Assistant Professor of History Reiko Hillyer and Professor of History and Director of Ethnic Studies Elliot Young met on the fourth floor of Miller in Oct. 2004. Hillyer had just started a fellowship at LC, and Young, who was on sabbatical at the time, reached out to meet with her. Given his position in the History department he felt that he should introduce himself and get to know the new addition to LC. What followed ended up sparking a romance that would last years.
Young had just come back from a conference in Las Vegas, and during their first lunch together he mentioned to Hillyer how he felt a bit repulsed by the city and its landscape. Hillyer, who spends a lot of her class time talking about Vegas and its landscape, argued that he was being a snob.
“That’s how we knew we were hitting it off,” Hillyer said. “We had a very playful argument.”
They went on their first date to watch “The Motorcycle Diaries” that very night.
“We didn’t know it was a date,” Hillyer said.

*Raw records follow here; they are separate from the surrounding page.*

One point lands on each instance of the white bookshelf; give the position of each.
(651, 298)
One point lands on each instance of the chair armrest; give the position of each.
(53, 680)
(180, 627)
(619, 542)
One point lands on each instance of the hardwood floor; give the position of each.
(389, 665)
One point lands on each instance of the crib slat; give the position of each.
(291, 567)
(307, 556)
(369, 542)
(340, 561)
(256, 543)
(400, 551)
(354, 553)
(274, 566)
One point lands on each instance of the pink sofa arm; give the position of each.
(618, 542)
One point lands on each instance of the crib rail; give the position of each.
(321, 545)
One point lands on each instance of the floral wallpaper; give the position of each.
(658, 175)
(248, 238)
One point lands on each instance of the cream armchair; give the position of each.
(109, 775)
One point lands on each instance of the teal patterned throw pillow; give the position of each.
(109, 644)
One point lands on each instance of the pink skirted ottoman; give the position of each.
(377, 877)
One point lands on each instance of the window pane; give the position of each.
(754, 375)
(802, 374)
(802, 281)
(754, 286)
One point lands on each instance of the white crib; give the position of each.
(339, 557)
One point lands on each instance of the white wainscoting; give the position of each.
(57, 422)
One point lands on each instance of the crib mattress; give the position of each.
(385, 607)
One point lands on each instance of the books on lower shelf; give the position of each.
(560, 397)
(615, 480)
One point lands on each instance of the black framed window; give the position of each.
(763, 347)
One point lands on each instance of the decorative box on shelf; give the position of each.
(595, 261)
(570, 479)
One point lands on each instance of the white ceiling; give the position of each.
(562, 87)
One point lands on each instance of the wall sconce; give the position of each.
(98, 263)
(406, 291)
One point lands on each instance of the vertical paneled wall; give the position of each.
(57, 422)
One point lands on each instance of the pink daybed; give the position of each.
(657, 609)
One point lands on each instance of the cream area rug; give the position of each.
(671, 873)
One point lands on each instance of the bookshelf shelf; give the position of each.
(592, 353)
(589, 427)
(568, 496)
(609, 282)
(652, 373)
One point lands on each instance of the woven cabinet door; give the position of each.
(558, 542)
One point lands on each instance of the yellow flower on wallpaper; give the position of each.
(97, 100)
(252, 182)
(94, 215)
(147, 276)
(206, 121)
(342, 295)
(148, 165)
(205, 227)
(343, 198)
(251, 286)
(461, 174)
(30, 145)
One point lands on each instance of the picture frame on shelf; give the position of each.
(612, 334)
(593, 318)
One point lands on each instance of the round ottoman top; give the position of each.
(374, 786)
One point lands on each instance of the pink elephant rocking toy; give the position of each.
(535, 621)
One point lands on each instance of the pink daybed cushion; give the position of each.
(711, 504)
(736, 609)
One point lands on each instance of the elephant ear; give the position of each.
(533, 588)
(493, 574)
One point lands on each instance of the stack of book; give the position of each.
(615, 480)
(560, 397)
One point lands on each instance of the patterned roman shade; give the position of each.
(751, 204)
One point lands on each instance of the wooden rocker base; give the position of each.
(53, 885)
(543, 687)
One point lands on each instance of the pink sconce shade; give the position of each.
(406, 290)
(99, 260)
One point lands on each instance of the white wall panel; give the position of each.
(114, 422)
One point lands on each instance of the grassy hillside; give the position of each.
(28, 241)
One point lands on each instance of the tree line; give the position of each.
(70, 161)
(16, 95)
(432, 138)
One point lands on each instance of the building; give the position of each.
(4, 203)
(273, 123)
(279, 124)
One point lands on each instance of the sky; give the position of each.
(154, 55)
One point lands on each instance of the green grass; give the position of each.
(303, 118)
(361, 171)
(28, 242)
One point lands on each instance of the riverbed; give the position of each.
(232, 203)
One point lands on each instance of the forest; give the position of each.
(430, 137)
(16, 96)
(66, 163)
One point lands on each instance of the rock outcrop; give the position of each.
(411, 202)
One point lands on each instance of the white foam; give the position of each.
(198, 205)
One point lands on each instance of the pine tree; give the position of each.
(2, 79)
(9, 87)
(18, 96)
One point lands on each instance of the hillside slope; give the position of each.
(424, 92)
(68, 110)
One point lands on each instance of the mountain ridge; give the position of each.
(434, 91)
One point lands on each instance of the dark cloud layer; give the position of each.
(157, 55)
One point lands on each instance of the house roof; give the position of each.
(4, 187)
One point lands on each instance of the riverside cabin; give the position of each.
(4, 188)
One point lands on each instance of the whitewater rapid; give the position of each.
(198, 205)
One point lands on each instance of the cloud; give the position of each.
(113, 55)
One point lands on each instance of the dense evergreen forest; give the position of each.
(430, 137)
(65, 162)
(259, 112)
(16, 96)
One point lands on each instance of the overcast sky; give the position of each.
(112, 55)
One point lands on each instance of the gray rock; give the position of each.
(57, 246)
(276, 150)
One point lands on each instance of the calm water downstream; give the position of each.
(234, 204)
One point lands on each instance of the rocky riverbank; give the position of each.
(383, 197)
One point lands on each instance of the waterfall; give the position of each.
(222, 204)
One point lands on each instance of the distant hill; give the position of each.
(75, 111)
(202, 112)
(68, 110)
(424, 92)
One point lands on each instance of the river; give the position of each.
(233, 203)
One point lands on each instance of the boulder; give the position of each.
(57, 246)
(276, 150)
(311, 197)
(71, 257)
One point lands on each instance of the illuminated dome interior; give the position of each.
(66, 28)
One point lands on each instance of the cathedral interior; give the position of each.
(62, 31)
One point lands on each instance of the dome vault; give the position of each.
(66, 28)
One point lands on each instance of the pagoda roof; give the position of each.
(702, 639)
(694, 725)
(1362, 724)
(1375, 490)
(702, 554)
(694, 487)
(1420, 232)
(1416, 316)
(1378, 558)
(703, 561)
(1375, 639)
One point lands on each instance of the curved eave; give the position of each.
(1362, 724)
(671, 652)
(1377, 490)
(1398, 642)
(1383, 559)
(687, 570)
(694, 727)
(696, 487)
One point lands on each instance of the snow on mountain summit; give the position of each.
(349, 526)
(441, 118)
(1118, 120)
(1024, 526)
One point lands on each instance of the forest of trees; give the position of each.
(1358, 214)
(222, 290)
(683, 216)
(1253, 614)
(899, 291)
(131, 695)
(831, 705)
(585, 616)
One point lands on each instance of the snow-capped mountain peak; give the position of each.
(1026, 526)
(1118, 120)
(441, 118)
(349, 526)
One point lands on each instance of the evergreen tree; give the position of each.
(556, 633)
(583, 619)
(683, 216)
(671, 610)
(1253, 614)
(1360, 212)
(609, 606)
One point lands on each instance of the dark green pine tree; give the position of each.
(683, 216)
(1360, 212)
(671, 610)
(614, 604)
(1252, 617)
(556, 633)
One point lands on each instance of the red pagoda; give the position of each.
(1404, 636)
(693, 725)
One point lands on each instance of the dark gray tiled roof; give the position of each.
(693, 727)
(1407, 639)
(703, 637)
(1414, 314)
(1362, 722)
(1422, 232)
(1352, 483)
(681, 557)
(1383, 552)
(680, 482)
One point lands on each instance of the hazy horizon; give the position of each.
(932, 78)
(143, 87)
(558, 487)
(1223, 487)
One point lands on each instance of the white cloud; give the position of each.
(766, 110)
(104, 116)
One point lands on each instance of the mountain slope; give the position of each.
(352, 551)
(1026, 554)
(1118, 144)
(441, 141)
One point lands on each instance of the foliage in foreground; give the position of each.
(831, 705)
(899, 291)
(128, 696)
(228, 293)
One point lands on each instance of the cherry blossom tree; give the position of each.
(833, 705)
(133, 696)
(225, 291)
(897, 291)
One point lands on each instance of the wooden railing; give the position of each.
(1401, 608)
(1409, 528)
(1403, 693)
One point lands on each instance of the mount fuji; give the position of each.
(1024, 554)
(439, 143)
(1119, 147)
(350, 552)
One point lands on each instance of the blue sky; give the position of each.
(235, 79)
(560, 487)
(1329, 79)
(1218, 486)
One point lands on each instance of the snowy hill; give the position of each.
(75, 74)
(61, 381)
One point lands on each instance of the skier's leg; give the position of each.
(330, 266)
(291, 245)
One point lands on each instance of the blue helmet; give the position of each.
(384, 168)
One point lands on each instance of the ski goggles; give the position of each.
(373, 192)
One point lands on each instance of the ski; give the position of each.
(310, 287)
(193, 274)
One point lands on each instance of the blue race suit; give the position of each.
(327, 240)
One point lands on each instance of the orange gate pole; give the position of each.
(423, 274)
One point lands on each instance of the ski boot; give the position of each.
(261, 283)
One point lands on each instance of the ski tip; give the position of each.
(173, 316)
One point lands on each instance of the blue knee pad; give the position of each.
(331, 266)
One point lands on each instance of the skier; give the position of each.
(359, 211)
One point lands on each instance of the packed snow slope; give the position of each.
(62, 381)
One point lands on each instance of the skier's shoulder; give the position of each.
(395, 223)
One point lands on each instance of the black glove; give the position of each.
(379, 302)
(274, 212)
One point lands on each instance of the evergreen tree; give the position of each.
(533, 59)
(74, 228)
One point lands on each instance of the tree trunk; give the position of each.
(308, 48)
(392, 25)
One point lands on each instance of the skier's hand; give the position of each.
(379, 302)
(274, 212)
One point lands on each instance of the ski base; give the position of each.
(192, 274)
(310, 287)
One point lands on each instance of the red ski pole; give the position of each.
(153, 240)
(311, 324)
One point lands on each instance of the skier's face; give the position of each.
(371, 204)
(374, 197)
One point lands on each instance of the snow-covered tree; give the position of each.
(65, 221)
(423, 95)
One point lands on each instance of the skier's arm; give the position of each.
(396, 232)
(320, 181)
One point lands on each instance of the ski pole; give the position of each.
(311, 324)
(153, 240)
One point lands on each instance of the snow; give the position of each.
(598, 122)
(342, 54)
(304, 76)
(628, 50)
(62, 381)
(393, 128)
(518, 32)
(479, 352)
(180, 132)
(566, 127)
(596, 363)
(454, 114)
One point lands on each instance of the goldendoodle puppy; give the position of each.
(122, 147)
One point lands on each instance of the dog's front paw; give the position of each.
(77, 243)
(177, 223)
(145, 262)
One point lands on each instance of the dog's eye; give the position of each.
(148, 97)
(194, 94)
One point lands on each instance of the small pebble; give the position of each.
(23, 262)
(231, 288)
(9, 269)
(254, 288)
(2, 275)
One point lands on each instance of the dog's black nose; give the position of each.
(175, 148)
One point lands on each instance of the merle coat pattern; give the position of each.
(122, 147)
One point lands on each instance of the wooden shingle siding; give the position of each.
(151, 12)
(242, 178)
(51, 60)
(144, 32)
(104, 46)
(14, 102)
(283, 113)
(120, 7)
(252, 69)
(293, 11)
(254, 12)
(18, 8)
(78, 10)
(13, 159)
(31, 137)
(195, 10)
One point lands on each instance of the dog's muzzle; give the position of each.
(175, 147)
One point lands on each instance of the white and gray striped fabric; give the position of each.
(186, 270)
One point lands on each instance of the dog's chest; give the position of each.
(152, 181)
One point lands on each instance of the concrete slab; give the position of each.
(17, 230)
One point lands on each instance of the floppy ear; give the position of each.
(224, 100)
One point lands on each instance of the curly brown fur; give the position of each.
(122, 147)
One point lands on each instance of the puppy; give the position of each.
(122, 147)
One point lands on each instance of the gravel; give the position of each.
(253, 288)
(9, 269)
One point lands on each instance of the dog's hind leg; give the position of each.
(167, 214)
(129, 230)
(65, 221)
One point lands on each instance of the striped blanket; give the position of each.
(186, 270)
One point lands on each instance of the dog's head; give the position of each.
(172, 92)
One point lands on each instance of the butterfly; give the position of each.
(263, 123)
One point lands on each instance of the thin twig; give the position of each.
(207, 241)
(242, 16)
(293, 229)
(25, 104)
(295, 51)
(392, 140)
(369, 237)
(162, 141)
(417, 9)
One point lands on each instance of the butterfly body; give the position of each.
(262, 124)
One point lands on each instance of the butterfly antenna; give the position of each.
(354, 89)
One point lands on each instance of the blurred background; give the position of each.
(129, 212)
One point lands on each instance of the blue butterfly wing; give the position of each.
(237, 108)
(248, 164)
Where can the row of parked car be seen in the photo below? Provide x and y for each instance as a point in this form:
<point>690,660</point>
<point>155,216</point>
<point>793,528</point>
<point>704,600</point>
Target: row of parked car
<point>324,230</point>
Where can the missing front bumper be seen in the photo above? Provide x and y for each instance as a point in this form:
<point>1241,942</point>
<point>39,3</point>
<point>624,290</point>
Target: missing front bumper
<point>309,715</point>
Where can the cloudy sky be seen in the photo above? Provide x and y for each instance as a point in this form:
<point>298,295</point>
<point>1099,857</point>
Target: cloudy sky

Associate Professor of Mathematics Paul Allen and Associate Professor of Mathematical Sciences Iva Stavrov met at the University of Oregon, where they were both completing a doctorate in Mathematics. Their road to becoming colleagues at LC was a bit more complicated than their life together in graduate school. Stavrov and Allen ended up at different sides of the world at various times. It was years until they were both living in Portland and a part of LC.
Hillyer and Young hit it off immediately and the dates evolved into a relationship. However, navigating dating in the workplace was a different story. The couple felt that their relationship should be kept under wraps and they managed to keep it a secret for a little under a year.
“As a new person whose job was precarious, I really didn’t want to muddy things in a way that could be unnecessarily complex,” Hillyer said. “I wanted whatever success or failure I had to be my own.”
They weren’t the only ones that initially kept their relationship on the down low. Associate Professor of Art History Dawn Odell and Associate Professor of Art History Matthew Johnston met during their time at University of Chicago in 1993. They only shared one class together, but that was enough to spark a romance. Johnston and Odell found their way to LC when two positions opened up in the Art department. They applied separately and waited to mention their relationship until they were well into the interview process.
“We did Skype interviews on separate days, but we happened to set up the computer in the same place,” Johnston said. “So the people doing the interviewing might have thought that was weird.”
They both got positions at LC, which is highly unusual when it comes to couples in academia.
“We feel so lucky,” Odell said. “Because it’s really hard to get a job in the same city.”
According to the couples, working together has been great for their relationship.
“It’s hard for me to imagine being in a relationship with a person without sharing the kinds of interests and day-to-day life that we do,” Hillyer said. “It’s more than a job and those interests and passions and frustrations carry over.”
Working together at LC has been a lot of fun for Allen and Stavrov. They even taught the same class, at the same time, in neighboring classrooms.
“One day I had my class stand up and chant about matrix population,” Allen said. “Iva could tell from next door that I was 10 minutes ahead of her.”
For Johnston and Odell it is no surprise that there are so many couples on campus.
“I always thought a liberal arts college was a pretty good environment for this kind of phenomenon,” Johnston said. “A lot of the work you do is outside of a 9-5 concept and you’re doing academic things when you’re off campus all the time.”
“I think it’s a good thing, it makes it so much easier to be here and be happy,” Odell said.
Working together is not always easy for Allen and Stavrov.
“There are certainly things that each of us does at LC that drives the other nuts,” Allen said. “But it’s good — it reminds everyone, including ourselves, that we are two individuals.”
For all of these couples it is important to be able to share their ideas at the dinner table and laugh about things that happen at school at the end of the day. Their lives, both individually and together, have revolved around academia for years, which makes their relationships make perfect sense.